In an e-mail to University World News, Moore provided a historical perspective.
“These fields of study grew from mid-twentieth-century social and civil rights movements that insisted on the humanity of previously stigmatised populations. That’s why it has been so important and intentional to name terms like ‘Black’, ‘Indigenous’, ‘Women’, ‘Gay’, and ‘Transgender’ in defining these fields of study.
“It's to remove stigma and to assert that these human lives and experiences are worthy of academic study.
“To quote feminist writer Michelle Cliff, we are ‘claiming an identity they taught us to despise’. In shuttering these departments and programmes, moving, renaming, and obscuring their purpose, more than 50 years of knowledge, teaching and learning is being rebuked,” Moore wrote.
Labelled DEI
Chávez’s answer to how the termination of these departments will impact students led her to suggest what can be surmised about the longer-term strategy of Abbott’s government.
In terms of the day-to-day lives of students, she said: “One of the functions of our department is not just to provide a world-class education, but it's also to provide a culturally appropriate social environment where Latino experiences, Latino history, Latino culture, and Latino music is going to be centred.
“That's important, when you're a minority on a campus, to have a space where you can go, not only to get your education, but to do so in a way that feels culturally relevant to you.
“Our students love being in a space that's predominantly Latino, that's playing different kinds of Caribbean music, or maybe it's Mexican music or stuff that makes them feel comfortable, and learning from teachers who look like them.”
These departments were vulnerable by implication given that SB 17 banned DEI. In fact, Chávez said, she’s spent a lot of time explaining to journalists what departments like hers were, “because they accuse us of actually being DEI departments”. And it wasn’t only journalists; critics of the departments in the universities “accuse us of actually being DEI”.
By making DEI illegal and considering these departments as manifestations of DEI, it logically follows that they should be brought to heel.
The mechanism for how this could be done is stated openly in Davis’ reference to the new department’s “curriculum review”, which, because of SB 37, cannot be carried out by what had been a fully deputised faculty senate.
It is also evident in SB 17 and Abbott’s gloss on university governance in his State of the State message, which seeks to “expand the ban on DEI in our public universities. We must purge it from every corner of our schools”.

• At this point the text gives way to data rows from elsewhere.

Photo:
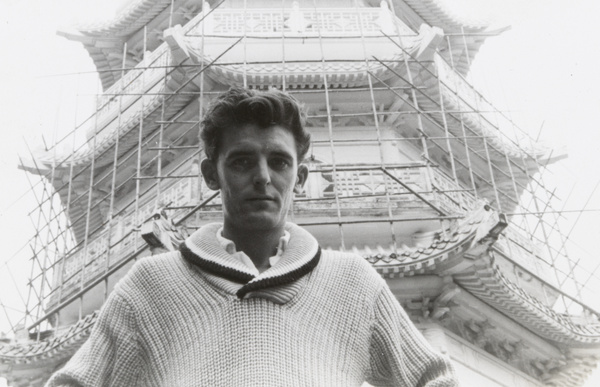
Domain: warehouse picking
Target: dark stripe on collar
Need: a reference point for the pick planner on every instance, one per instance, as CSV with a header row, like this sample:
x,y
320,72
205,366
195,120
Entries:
x,y
286,278
213,267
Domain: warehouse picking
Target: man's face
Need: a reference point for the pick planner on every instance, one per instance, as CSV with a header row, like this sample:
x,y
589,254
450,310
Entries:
x,y
257,172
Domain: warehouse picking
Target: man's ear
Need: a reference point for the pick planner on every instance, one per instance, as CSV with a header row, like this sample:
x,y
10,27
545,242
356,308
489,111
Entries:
x,y
210,175
301,177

All this has left Chávez thinking. Not only is her department unable to provide a nurturing, welcoming space in the same way, but “different marginalised communities are not going to be able to find us. I suspect they're not even going to let us put stuff like Latino studies on our website”.
New political environment
Faculty and students have little recourse to protest. On 11 February, a delegation from the Students for a Democratic Society was disciplined for walking into the provost’s office asking for a meeting to discuss how the university intended to respond to rumours that the Trump administration will again be seeking to get universities to sign onto a compact, as it did last fall; one student was suspended and the others put on probation.
“We’re in a completely different political environment in terms of what's available to us,” said Chávez, “in terms of direct action, in terms of resistance,” than just a few years ago.
“There’s a handful of us who are, you know, talking to reporters like yourself [this correspondent], because we're willing to risk that, and it’s our First Amendment right in the United States to do that. But I’m not sure what it’s going to look like beyond that,” she said.